DeAnna McQueen, former graffiti coordinator for Corpus Christi’s graffiti task force, said that allowing deferred prosecution would perpetuate the problem of graffiti.

“Experts say taggers who go unpunished will move on to bigger crimes,” she said.

In Texas, graffiti can carry stiff punishment. In 2009, Sebastian Perez, an 18-year-old Corpus Christi resident, was sentenced to eight years in state jail without the possibility of parole for three graffiti charges and possession of marijuana. 



The judge was later forced to reduce Perez’s sentence, because the consecutive prison terms he ordered weren't allowed. But several months before, another Corpus Christi teenager, 19-year-old Ralph Mirabal, received an eight-year sentence and a $5,000 fine for a string of vandalism charges after he failed to abide by the terms of a plea deal.

Some in Corpus Christi, whose anti-graffiti rapid-response task force has been praised by the Criminal Justice Coalition, argue that the possibility of harsh sentences plays a crucial role in graffiti enforcement.


"At some point, you’ve got to exert your will and become tough on it. We need the tools in our toolbox to able to impact it, even if that tool is just a hammer," said Corpus Christi Police Chief Floyd Simpson.



House Bill 36, by Menéndez, would make graffiti sentencing guidelines stricter.

 A similar bill received support from police departments in the 2011 legislative session.

Under his bill, the lowest category of graffiti charge would become a Class A misdemeanor, and more graffiti charges could be considered as felonies. 

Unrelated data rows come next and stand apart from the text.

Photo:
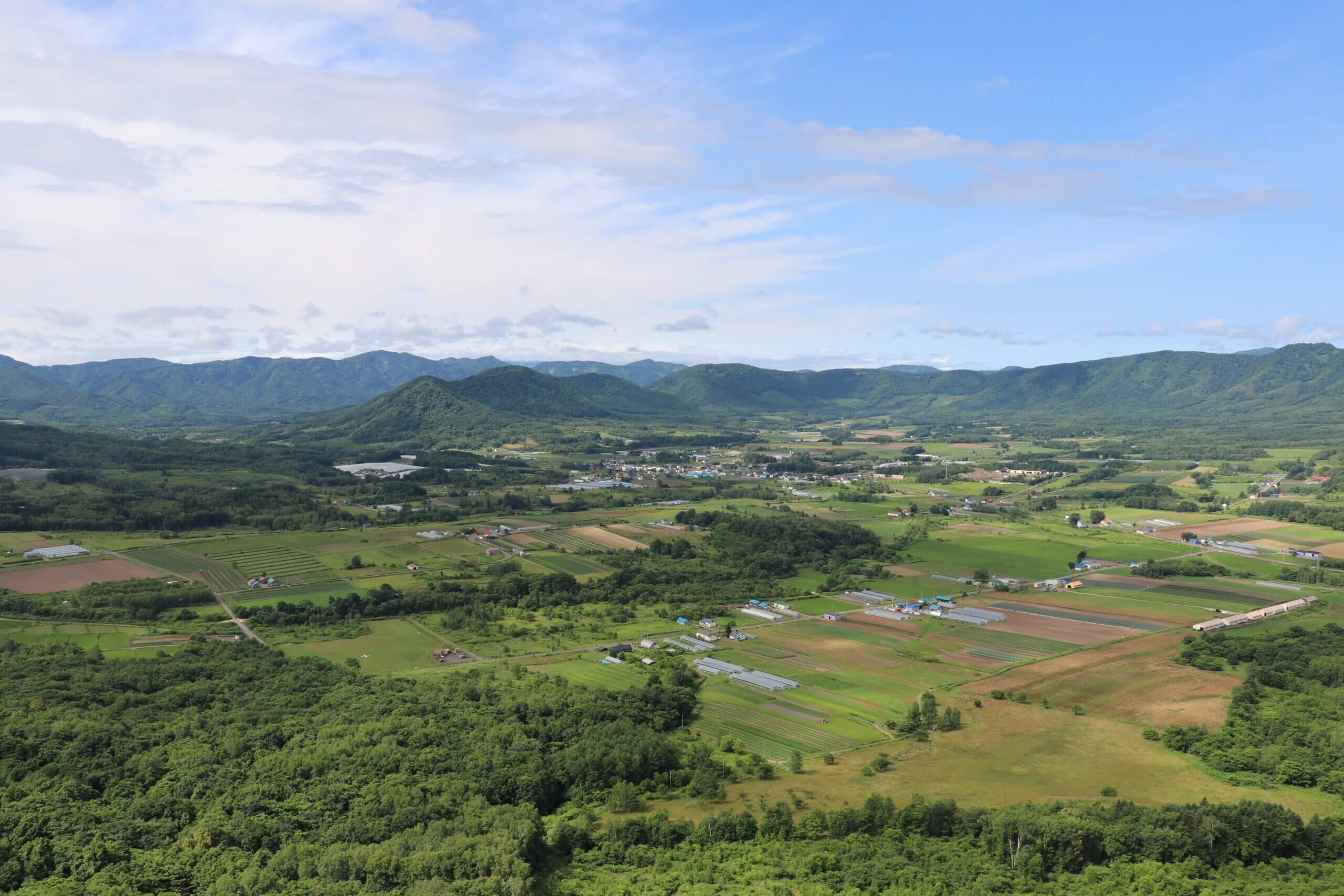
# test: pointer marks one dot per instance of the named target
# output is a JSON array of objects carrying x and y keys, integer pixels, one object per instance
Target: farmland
[
  {"x": 393, "y": 645},
  {"x": 65, "y": 575}
]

State Rep. Joe Pickett, D-El Paso, who has been involved in graffiti cleanup in the border city since 1988 through his nonprofit, the Lee Trevino Improvement Association, said he supports Moody's bill. But he cautioned that the infrastructure may not yet exist in many places around the state to allow young offenders to do effective graffiti removal.





Pickett said any bill that relaxes sentencing guidelines would face an uphill fight in an environment where legislators want to be seen as tough on crime.



“I don’t think that this will be an easy sell to the Legislature,” he said.